DONNAL was furious when he flung the door open, probably three hours after she’d left. “Where have you
been
?” he demanded, addressing his scold to the brown rat who scurried in after scratching timidly at the door. “I’ve been thinking you were dead this past hour or more.”
 
Kirra pushed herself up on her hind legs and stretched her curled hands toward the ceiling, feeling her body bulk up and lengthen. She took in what details she could while a slight opalescence hazed her eyes during transformation. Cammon and Justin had been slumbering on the hearth, wrapped in their blankets, but they had stirred when Donnal greeted her and now they were yawning and trying to wake up. Donnal, who had looked like Kirra when he opened the door, was now himself—a slim, dark-haired man with a neat beard and watchful, sober eyes. The fact that he still wore a maid’s simple gown meant he was ready at any second to resume his disguise.
 
“It must have been harder to find Romar than you thought,” Justin said.

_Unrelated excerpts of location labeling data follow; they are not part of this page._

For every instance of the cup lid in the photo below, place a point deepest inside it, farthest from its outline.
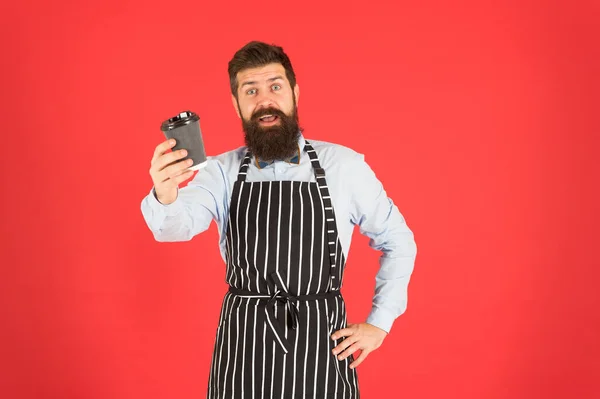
(181, 119)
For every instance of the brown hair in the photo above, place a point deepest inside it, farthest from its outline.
(256, 54)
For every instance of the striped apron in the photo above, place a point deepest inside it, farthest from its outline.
(284, 269)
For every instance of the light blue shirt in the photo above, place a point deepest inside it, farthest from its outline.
(358, 198)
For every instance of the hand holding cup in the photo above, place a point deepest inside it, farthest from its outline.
(168, 170)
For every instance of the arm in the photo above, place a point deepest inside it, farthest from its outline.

He didn’t sound as if he had been too worried.
 
Nor did Cammon, who yawned again though he fought to keep his mouth closed. “I told you she wasn’t in any trouble,” Cammon said, addressing Donnal for what was probably the hundredth time.
 
“It shouldn’t have taken that long,” Donnal said grimly. “What else were you doing?”
 
She grinned at him, at all of them, and perched on the edge of the bed. Donnal stood beside her, very still in his gray gown; the other two sat relaxed before the fire.
 
“First, I talked to Lord Romar,” she said. “Explained who I was, why we’re here, and came up with a sort of plan for getting him out. His window overlooks the western view of the mansion—”
 
“Stables to that side,” Justin said. He had, of course, memorized every detail of the grounds as they rode up. It was the sort of thing a Rider did automatically. “Line of trees, too. That could be a place for us to hide and wait for him.”